Image classification topologies corrected for Neon 2.2 and Neon 2.3 #24

tpatejko · 2017-11-07T12:21:43Z

All_cnn, Alexnet, Googlenet and Alexnet work with Neon 2.3 and Aeon 1.0.
DeepResnet works with Neon 2.2 due to errors related to bias fusion (?)

…nfig

tpatejko · 2017-11-07T12:26:29Z

DeepResnet on Neon 2.3 gives the following error:

File"resnet_eval.py", line 63, in
model = Model(load_obj(args.model_file), weights_only=True)
File "/home/tpatejko/_aeon/ModelZoo/neon_2.3/neon/models/model.py", line 70, in init
self.deserialize(layers, load_states=(not weights_only))
File "/home/tpatejko/_aeon/ModelZoo/neon_2.3/neon/models/model.py", line 475, in deserialize
self.layers.load_weights(model_dict['model'], load_states)
File "/home/tpatejko/_aeon/ModelZoo/neon_2.3/neon/layers/container.py", line 202, in load_weights
branch.load_weights(bdict, load_states=load_states)
File "/home/tpatejko/_aeon/ModelZoo/neon_2.3/neon/layers/container.py", line 202, in load_weights
branch.load_weights(bdict, load_states=load_states)
File "/home/tpatejko/_aeon/ModelZoo/neon_2.3/neon/layers/container.py", line 198, in load_weights
pdict['config']['layers'] = self.fusion_pass(pdict['config']['layers'])
File "/home/tpatejko/_aeon/ModelZoo/neon_2.3/neon/layers/container.py", line 177, in fusion_pass
if any([pattern(l1, l2) for pattern in patterns]):
File "/home/tpatejko/_aeon/ModelZoo/neon_2.3/neon/layers/container.py", line 172, in
y['type'] == 'neon.layers.layer.Bias']
TypeError: 'NoneType' object has no attribute 'getitem'

wei-v-wang · 2017-11-08T06:33:01Z

Thanks @tpatejko for the PR.
Regarding DeepResnet failure, could you please try the code pattern discussed in NervanaSystems/neon#415 ?
i.e. can you try to re-write Model(load_obj(args.model_file), load_states)
to
Model (...)
model.load_params(args.model_file, load_states)?
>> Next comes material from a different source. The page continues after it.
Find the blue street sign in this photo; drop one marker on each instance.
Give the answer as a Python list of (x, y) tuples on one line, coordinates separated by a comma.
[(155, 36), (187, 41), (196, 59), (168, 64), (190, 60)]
Also, could you please take a look at https://github.com/NervanaSystems/modelzoo/tree/VGG_neon2.3 to merge the best ingredients of the two for VGG?

Thank you!

baojun-nervana · 2017-11-09T23:26:56Z

ImageClassification/ILSVRC2012/Alexnet/test.sh

@@ -22,7 +22,7 @@ WEIGHTS_FILE=${WEIGHTS_URL##*/}
 echo "Downloading weights file from ${WEIGHTS_URL}"
 curl -o $WEIGHTS_FILE $WEIGHTS_URL 2> /dev/null

-python -u alexnet_neon.py --test_only -i ${EXECUTOR_NUMBER} -w /usr/local/data/I1K/macrobatches/ -vvv --model_file $WEIGHTS_FILE --no_progress_bar | tee output.dat 2>&1
+python -u alexnet_neon.py --test_only -i ${EXECUTOR_NUMBER} -w /data/i1k-extracted/ --manifest_root /data/i1k-extracted --manifest train:/data/i1k-extracted/train-index.csv --manifest val:/data/i1k-extracted/val-index.csv -vvv --model_file $WEIGHTS_FILE --no_progress_bar  -z 256 | tee output.dat 2>&1


can you use "/dataset/aeon/I1K/i1k-extracted/" instead of "/data/i1k-extracted/" to be consistent with validation dataset structure?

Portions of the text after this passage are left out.